CORRESPONDÊNCIA. 44
CARTA DE ANTÓNIO TELMO PARA ÁLVARO RIBEIRO, S. D.
Sr. Dr. Álvaro Ribeiro
meu amigo
A minha vinda para Beja foi decidida e executada tão ràpidamente que não pude despedir-me, nem sequer anunciar êste novo rumo da minha vida. Peço-lhe, por isso, desculpa e à sr. D. Angelina e à Conchita. Não sei se fiz bem, se mal. Tenho grandes dificuldades em ensinar o francês, que aqui exigem falado, segundo os preceitos de um programa que elimina a gramática, a traducção e a retroversão, as únicas coisas de que sei um pouco. Está aqui também, como deve saber pelo Avelino, a Mimi.
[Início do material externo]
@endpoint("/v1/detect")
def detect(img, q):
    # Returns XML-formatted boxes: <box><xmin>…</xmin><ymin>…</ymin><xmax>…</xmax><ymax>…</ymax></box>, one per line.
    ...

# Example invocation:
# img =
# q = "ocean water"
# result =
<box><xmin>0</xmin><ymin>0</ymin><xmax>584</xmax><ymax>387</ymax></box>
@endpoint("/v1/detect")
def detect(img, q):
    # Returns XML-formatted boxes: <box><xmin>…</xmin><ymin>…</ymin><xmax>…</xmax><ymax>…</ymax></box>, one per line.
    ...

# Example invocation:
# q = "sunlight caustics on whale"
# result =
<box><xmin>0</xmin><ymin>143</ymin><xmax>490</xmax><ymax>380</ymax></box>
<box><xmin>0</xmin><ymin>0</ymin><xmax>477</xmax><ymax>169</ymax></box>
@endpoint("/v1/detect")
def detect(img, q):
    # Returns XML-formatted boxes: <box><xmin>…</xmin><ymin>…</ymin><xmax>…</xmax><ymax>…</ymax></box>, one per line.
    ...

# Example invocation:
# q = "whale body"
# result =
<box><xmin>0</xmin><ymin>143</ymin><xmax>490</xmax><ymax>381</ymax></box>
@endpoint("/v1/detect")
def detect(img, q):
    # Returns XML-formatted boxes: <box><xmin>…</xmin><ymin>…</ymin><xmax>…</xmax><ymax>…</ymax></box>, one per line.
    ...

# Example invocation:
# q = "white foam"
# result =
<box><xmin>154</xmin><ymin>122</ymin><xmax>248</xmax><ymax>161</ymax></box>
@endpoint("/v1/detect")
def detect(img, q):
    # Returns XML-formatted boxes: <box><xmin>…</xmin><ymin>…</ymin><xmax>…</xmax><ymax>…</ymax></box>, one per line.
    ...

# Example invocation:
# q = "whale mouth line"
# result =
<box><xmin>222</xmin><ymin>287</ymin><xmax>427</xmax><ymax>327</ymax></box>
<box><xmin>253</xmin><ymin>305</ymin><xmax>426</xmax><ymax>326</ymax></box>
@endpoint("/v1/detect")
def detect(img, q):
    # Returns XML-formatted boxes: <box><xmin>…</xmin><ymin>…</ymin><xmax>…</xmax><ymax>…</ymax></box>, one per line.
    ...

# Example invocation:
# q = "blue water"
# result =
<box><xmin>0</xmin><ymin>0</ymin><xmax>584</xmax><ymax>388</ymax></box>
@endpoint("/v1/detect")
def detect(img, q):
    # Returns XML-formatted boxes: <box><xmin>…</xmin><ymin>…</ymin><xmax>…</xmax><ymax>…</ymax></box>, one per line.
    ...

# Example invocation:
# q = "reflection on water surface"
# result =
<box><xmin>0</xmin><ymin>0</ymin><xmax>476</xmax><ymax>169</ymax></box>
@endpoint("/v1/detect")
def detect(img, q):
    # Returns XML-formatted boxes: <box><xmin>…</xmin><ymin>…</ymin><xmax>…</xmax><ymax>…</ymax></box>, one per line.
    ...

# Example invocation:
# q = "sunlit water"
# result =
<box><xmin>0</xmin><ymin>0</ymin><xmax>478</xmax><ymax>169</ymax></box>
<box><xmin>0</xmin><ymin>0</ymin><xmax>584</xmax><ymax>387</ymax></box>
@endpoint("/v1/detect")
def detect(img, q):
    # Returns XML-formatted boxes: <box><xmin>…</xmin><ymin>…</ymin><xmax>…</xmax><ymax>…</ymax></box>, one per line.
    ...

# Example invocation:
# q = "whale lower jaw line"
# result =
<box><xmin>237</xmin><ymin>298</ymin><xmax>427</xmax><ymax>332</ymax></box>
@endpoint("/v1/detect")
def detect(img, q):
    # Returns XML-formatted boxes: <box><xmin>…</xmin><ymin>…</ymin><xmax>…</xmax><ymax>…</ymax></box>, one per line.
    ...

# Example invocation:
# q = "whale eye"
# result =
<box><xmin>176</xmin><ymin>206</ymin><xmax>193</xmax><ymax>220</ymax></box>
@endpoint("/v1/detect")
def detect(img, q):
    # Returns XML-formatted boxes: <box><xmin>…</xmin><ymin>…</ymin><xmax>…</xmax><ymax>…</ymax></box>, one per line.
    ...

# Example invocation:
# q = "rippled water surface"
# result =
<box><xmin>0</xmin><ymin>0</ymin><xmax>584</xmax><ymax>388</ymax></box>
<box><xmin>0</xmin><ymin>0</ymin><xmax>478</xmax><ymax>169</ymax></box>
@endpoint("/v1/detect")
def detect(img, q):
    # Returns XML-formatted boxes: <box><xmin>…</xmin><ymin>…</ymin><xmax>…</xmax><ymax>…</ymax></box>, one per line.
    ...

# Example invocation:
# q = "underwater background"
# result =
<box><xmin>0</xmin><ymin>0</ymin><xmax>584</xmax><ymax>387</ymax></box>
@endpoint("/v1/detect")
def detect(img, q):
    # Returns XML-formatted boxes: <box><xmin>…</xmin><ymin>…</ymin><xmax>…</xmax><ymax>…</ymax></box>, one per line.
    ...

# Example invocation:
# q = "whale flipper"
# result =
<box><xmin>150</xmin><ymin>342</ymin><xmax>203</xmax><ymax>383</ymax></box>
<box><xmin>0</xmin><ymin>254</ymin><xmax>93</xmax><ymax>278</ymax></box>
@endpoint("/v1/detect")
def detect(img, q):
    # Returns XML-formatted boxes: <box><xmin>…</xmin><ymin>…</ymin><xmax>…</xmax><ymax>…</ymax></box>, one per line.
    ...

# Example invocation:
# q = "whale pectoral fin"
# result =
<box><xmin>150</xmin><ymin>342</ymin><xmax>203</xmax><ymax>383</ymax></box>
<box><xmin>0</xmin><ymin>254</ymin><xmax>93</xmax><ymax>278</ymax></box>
Beja, não sei se conhece a cidade?, é sobretudo notável pela doçura e harmonia das vozes femininas, umas vozes naquela toada que leva a água ao moinho. Não tenho lido, nem escrito e sinto que se quebrou a minha carreira literária, para a qual aliaz nunca senti nítida vocação. Envolvido já numa aventura curiosíssima, de carácter estranho e simultaneamente cómico, cujos elementos concretos mais tarde lhe contarei, cada vez acredito mais que os acontecimentos não são produzidos do exterior e, como a fisiognomia, como a palavra, como os gestos, se ligam intimamente à nossa natureza. Do 57 não ouço aqui ninguém falar e, nesta terra de padres e democratas, guardo o meu humilde anonimato.
O livro do sr. Dr. já deveria ter saído. Não seria capaz de mo mandar? Se isso lhe dá trabalho, por o achar inútil ou substituível, eu aguardo a minha ida a Lisboa para o comprar.
Cumprimentos e saudades a todos do
António Telmo
Morada: A. T. C. V., r. Dr. Teófilo Braga, 35, ao cuidado do sr. Dr. Jorge Coelho.